Saturday, April 25, 2009

Bringing Order to Our Private World

A well-known Christian personality of the past century, Eric Liddell, the Olympic champion runner who was the hero of the movie Chariots of Fire, had a remarkably different experience in a prison in North China during World War II. His biographer speaks of the high esteem with which Liddell was held in the Weinsen Camp. And what was the secret of his extraordinary leadership power, his joy, and his integrity in the midst of enormous hardship? The biographer quotes a woman who was in the camp at the time and, with her husband, knew Liddell well:

What was his secret? Once I asked him, but I really knew already, for my husband was in his dormitory and shared the secret with him. Every morning about 6 a.m., with curtains tightly drawn to keep in the shining of our peanut-oil lamp, lest the prowling sentries would think someone was trying to escape, he used to climb out of his top bunk, past the sleeping forms of his dormitory mates. Then, at the small Chinese table, the two men would sit close together with the light just enough to illumine their Bibles and notebooks. Silently they read, prayed, thought about what should be done. Eric was a man of prayer not only at set times - though he did not like to miss a prayer meeting or communion service when such could be arranged. He talked to God all the time, naturally, as one can who enters the "School of Prayer" to learn this way of inner discipline. He seemed to have no weighty mental problems: his life was grounded in God, in faith, and in trust.[italics added]

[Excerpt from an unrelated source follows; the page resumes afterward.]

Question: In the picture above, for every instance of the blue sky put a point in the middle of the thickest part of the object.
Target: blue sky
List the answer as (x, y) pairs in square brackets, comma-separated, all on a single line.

To bring order to our private worlds is to cultivate the garden as Liddell did. From such exercises, according to the writer of Proverbs (4:23), comes a heart out of which flows life-giving energy.

At eighty years of age, bedridden with a stroke that impaired his speech and paralyzed his writing hand, E. Stanley Jones would ask himself: Can I handle this crisis? His answer: Absolutely. "The innermost strands are the strongest. I need no outer props to hold up my faith."

Extracted from Gordon Macdonald's Ordering Your Private World.